A Place at the Table

Yesterday, I was going through old boxes and came across a few small things that stopped me in my tracks: old photographs, documents, my mother’s baby bracelet, and a small silver napkin ring with her name engraved on it. They were tucked together — likely a baby gift, given at the same moment.

On January 4, that baby bracelet and napkin ring will be 100 years old.

This baby gift of a napkin rang 100 years ago, was symbolic of having a place at the table

What a different time it was. A century ago, welcoming a baby into the world came with enormous uncertainty. Infant and childhood mortality were common. Many babies simply did not make it.

And yet, even then, families marked a child’s arrival with something that symbolized belonging. Baby napkin rings weren’t just decorative keepsakes — they were meant to say you have a place at the table. Not someday. Now.

Over the next hundred years, so much changed. Because of vaccines, modern medicine, and public health, children born in recent decades were given something earlier generations could barely imagine — a far more hopeful future. For a long time, a place at the table was no longer a fragile hope; it was close to a given.

Or at least, it was.

As I kept sorting through boxes, I found photographs of my own children when they were small — that fleeting, joyful time when everything feels possible and the world still seems mostly safe. It made me smile. And then it made me deeply sad.

Because this is a very hard moment to be a new parent.

Families today aren’t just worried about affording Christmas.
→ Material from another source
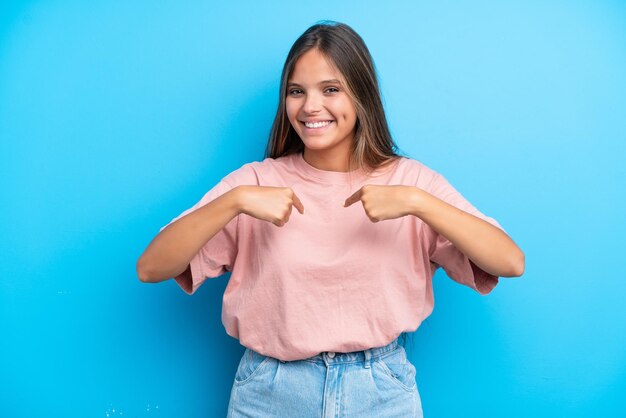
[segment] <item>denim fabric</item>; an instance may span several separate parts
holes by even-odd
[[[246,348],[228,418],[423,417],[415,367],[398,340],[282,361]]]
They’re worried about affording health care. They’re trying to hold together traditions and create normalcy for their children while quietly carrying fear about how they’ll care for their families in the months ahead. How do you schedule a doctor’s appointment when you don’t have insurance? How do you afford one when coverage is out of reach? How do you choose between food on the table and medical care? These are not abstract policy debates — they are daily calculations happening in millions of households.

At the same time, science and medicine — the very tools that once reassured parents — are being undermined by politics, chaos, and a loud, entitled few who have worked for decades to roll back progress. This isn’t accidental. Many of those creating confusion and distrust have personally profited from doing so, financially or politically. Confusion is not a byproduct for them; it is the business model. And the people paying the price are not the ones creating the chaos.

Wellness, in many forms, can be helpful. Movement, nutrition, mindfulness — all of that has value. But wellness does not replace science. The modern wellness industry is a massive, largely unregulated, multi-billion-dollar enterprise. Unlike medicine and vaccines, it is not held to consistent standards of evidence, oversight, or accountability. Confusing wellness culture with medical science leaves families vulnerable — especially when real disease shows up.

Recently, I found myself in a public space filled with young children. It should have felt ordinary. Instead, I felt a knot of anxiety. I caught myself wondering who was vaccinated and who wasn’t — not out of judgment, but out of concern. Unvaccinated children don’t exist in isolation. They are part of communities, and the diseases they can unknowingly carry don’t stop at the playground door.

I thought about older adults like me, people with underlying health conditions, grandparents, cancer patients, and newborns — all navigating RSV, COVID, flu, and pneumonia at once. And it’s important to say this clearly: the children aren’t the problem. They never are. The harm comes from misinformation and from systems that fail to protect people when they are most vulnerable.

A place at the table means more than being welcomed. It means being protected. It means building systems that don’t force families to choose between survival and care, that don’t turn public health into a political weapon, and that don’t quietly decide who belongs and who does not.

I’ll keep banging the drum, even when people are tired and worn down — and I understand why so many are. That exhaustion didn’t happen by accident. Still, stepping away only makes it easier for families to be left behind.

To the young parents carrying this quietly right now: I want you to know I’m pulling for you, and I’m worried about you.

If a simple silver napkin ring could once symbolize belonging and care, surely we can do better now. Making room at the table means safeguarding health care, honoring science, and choosing to look out for one another — especially the youngest, the oldest, and the most vulnerable among us.

Everyone deserves a place at the table. And I still believe we can choose to keep it set.

Bill Couzens is the founder of Less Cancer and a longtime advocate for cancer prevention, public health, and evidence-based medicine.